Using MRI scans, researchers from Northwestern University in Canada have found that people who suffer from complex regional pain syndrome (CRPS) seem to experience changes in the parts of the brain related to emotion, pain perception and skin temperature.
The alterations occur in the network of miniscule white cables, known as white matter, that carry messages between the brain’s neurons.
The research gives some credence to a condition that some in the medical community don’t believe to be real, said the study’s lead investigator A. Vania Apkarian.
Apkarian also said this is the first time that brain abnormalities have been identified in CRPS patients.

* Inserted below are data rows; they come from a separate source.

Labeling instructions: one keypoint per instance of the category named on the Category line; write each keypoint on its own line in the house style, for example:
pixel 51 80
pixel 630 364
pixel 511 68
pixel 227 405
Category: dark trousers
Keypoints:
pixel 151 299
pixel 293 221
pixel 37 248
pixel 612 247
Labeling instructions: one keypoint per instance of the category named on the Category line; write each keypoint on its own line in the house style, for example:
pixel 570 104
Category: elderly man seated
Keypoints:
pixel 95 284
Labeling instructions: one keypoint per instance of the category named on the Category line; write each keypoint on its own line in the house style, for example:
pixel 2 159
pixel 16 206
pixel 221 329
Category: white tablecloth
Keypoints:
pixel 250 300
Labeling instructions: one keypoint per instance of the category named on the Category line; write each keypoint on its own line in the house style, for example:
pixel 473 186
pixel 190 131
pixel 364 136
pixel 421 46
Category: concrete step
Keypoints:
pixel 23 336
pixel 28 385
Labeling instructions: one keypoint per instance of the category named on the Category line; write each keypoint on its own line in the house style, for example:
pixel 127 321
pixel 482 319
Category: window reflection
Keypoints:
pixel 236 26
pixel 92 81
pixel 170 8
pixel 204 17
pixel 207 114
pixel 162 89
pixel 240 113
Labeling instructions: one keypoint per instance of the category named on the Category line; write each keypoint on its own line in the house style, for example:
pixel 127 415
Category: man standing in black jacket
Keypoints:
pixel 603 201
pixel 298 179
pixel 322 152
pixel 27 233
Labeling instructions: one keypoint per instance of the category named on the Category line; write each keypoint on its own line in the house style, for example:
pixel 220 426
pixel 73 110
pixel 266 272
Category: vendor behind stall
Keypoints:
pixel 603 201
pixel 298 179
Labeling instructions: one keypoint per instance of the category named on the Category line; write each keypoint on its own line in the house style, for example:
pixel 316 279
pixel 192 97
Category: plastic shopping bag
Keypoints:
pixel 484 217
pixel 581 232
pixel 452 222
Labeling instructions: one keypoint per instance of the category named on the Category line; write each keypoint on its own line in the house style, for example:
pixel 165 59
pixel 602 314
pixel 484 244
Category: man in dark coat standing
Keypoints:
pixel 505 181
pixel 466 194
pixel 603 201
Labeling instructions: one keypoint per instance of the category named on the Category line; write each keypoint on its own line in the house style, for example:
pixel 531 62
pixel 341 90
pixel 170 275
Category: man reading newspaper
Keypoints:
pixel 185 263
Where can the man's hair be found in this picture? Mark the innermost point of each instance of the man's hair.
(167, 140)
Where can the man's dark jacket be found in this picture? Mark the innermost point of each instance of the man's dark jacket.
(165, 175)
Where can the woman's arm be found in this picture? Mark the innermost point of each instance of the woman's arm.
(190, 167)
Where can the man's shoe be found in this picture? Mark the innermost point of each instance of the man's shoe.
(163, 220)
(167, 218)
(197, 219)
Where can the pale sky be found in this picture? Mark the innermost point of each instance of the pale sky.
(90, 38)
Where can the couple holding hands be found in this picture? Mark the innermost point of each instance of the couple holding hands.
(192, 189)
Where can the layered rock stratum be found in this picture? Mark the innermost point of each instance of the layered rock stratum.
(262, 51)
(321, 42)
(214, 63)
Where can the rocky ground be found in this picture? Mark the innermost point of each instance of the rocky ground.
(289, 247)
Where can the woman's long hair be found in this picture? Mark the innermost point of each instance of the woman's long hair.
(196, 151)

“People didn’t believe these patients. This is the first proof that there is a biological underpinning for the condition,” Apkarian, a physiology professor at Northwestern’s Feinberg School of Medicine, said in a statement. “Scientists have been trying to understand this baffling condition for a long time.”
The findings are published in the November 26 edition of the journal Neuron.
CRPS affects about five per cent of patients who have suffered hand or foot injuries that have caused considerable damage.
Their pain continues well after the wound has healed and can radiate beyond the hand or foot to encompass the arm, leg or the entire body.
Skin colour can take on a red or blue hue, and skin temperature can rise before becoming colder as the condition wears on.
Previous research has shown that chronic pain can cause the parts of the brain called grey matter, which house neurons, to atrophy.
Patients in this study also had atrophied grey matter.
However, this is the first link between chronic pain and white matter, which provides another target for researchers who are testing potential drug treatments for CRPS patients.
As well, further research will have to be done to determine if CRPS leads to these white-matter changes or if CRPS patients have pre-existing brain abnormalities.
The findings may also help researchers who are investigating the origins of other chronic pain conditions that may involve the reorganization of white matter, Apkarian said.